Mohamed Semra talks about systemic racism

Mohamed is a speaker, activist and young leader who is no stranger to sharing his stories and experiences of racism. He has been a CMY Shout Out speaker for the past year and works tirelessly to shatter stereotypes surrounding young Africans like him.

Mohamed Semra, CMY Shout Out speaker, activist and young leader

A Sudanese refugee raised in Melbourne, Mohamed has been through the Australian education system and says, “it’s not built for me.”

“I experience situations of racism and discrimination every day, but I have never experienced it quite like in school. If you face it from teachers, you’re confronted by it every day, which makes me think the system is against me and I can’t trust that the system is working in my benefit.”

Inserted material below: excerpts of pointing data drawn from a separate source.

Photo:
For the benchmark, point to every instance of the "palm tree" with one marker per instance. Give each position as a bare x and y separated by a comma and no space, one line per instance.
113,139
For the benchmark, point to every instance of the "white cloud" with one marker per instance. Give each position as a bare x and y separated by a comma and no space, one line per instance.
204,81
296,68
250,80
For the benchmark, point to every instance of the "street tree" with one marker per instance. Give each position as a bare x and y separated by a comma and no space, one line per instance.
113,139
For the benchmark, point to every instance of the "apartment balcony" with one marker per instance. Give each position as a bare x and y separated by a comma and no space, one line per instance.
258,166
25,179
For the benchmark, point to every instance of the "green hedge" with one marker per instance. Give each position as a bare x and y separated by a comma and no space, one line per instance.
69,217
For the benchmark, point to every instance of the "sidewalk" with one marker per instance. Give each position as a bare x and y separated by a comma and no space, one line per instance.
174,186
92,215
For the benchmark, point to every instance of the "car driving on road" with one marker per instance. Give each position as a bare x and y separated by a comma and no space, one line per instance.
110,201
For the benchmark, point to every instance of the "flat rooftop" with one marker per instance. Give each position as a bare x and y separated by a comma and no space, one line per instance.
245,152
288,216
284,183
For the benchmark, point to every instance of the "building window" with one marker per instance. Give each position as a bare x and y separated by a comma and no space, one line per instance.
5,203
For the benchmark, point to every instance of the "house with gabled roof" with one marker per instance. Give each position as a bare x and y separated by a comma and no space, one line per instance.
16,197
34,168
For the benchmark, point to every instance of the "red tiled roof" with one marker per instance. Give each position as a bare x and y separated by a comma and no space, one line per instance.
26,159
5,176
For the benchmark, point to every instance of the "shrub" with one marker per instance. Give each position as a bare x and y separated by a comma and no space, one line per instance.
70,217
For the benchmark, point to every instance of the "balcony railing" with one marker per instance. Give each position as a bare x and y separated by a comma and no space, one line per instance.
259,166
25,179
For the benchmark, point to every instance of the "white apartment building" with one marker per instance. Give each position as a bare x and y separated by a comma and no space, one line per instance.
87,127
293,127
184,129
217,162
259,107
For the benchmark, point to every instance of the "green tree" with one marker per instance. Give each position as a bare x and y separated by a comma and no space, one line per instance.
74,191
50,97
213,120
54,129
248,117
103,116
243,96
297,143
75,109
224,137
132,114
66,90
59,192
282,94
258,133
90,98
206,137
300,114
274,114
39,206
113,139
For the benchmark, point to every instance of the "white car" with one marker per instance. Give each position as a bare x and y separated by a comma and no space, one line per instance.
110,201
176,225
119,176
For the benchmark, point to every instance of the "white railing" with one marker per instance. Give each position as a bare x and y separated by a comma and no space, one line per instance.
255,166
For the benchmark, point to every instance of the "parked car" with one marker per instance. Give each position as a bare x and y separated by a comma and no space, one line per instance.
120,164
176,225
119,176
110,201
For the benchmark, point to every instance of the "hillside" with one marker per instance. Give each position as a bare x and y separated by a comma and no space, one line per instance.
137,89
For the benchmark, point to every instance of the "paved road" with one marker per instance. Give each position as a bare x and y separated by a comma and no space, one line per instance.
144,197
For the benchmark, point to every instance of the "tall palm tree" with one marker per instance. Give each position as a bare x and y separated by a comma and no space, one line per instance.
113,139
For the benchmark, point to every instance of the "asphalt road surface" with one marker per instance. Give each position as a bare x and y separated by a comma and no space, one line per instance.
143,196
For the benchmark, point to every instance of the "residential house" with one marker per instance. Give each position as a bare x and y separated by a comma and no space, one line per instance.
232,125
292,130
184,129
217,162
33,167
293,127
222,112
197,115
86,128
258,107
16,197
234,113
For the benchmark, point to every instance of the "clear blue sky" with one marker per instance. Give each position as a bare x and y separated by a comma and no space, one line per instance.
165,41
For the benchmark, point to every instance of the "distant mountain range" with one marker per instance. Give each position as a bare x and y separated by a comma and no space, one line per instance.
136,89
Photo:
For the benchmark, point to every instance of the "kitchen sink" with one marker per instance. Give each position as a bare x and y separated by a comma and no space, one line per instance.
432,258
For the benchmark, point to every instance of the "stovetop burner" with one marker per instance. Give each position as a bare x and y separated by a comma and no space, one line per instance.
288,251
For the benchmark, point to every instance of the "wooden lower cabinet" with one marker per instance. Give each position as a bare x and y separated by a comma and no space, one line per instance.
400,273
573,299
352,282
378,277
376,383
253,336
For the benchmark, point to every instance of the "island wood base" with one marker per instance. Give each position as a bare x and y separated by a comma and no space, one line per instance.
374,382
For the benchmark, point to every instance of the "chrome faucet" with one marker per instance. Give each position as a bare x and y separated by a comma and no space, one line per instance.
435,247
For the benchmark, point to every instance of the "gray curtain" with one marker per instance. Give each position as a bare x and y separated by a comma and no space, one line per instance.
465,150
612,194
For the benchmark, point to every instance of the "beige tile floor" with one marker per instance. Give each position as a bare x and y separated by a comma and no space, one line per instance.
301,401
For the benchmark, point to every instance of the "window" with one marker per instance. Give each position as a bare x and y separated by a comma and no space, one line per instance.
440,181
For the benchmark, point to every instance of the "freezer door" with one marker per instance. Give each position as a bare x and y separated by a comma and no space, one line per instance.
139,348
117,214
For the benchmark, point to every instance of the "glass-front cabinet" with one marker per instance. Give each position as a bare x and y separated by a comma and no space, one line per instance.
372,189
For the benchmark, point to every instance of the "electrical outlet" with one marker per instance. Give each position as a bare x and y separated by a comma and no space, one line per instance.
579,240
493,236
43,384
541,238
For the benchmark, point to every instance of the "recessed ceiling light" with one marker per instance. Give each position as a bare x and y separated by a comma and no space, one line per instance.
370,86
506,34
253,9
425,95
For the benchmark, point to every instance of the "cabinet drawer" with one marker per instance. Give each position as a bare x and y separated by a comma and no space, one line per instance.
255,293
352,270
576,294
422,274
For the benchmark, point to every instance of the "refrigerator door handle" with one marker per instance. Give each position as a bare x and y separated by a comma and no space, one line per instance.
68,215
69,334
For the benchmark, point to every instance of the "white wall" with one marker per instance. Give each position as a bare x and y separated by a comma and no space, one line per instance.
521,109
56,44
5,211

“I might not be good at many things but I’m an avid reader, but every year in school I was always placed in the ‘lowest level reading group’ by the teacher. This started in Grade 2 or 3, where I had to work extra hard to get to the top level reading group. But even though I was at the top at the end of the year, every year I was placed in the lowest level although I am really good,” he shared.

Mohamed admits that incidents like this slowly wore him down and eventually affected his confidence levels and drive to do well at school. He says he felt immense pressure to prove himself at a young age, “I always have to do things at a higher standard that everyone else just to be recognised.”

Another example was the reactions he often got from his English teacher when he handed in essays.

“There were always two reactions: ‘Wow is this your work?’ or ‘Are you sure this is your work?’ It was a surprise for her when I did something good or she would assume that it wasn’t mine. They brought out all these assumptions that I’m not capable and that really turned me off from school.”

Mohamed also faced casual racism from other students and would occasionally be confronted by racial slurs but he was surprised when teachers would join in. “There were always little racist jokes like, if I was early to class, the teachers will say things like ‘where are your partners in crime?’ referring to the other African boys in my class.”

“There was a wide spectrum of casual racism, but it was the school system itself that I had issues with. It’s one of the biggest barriers to success young African boys and girls face.”

Mohamed felt that the main issue was that teachers were not culturally aware. “The school did not put in place measures for teachers to be more culturally aware and they tend to bring in their own views and their own cultural expectations to deal with problems.”

Mohamed also points out the systemic racism within the police force and says “it’s not just an American problem, in Australia too, there is a mistrust going on.”

“My friend and I ate at a café and went to the petrol station. I saw a police car drive by and they were staring at me. They got out of the car and without asking me anything, they told me to get on the floor. I was like, what did I do? They were yelling and swearing and apparently, there was an incident in the area. I asked them if the people were ‘black’ and they said they didn’t know. We were handcuffed on the floor for 20 minutes – I was 19,” Mohamed recalls of the injustice he faced, and the fear he felt as a young adult who had just gotten his driving license.

It is incidents like these and the negative narrative the media spins about African youth that have isolated young African men like Mohamed.

“Emotionally, it is a lot. As young African boys, we are taught to find strength within ourselves but there’s a bit of solidarity because we all experience this as a community.”

When asked about how he managed to persevere through the adversity, Mohamed says he is lucky to have an older brother who is a role model to him. “If it wasn’t for my older brother for being who he is, I don’t think I would have accomplished a lot. A lot of people don’t have that.”

Ways forward

Mohamed recommends that cultural awareness should be fundamental for teachers and should be taught as a subject in their degree. “Teachers need to be encouraged to have open discussions to build better relationships with the African community in the schools. They shouldn’t be afraid to talk about racism. If teachers can sympathise and understand where the African students are coming from, they will feel like they can trust them.”

“If you are trained in cultural awareness and you’re in a situation, you’re going to try to better understand the situation from someone else’s eyes.”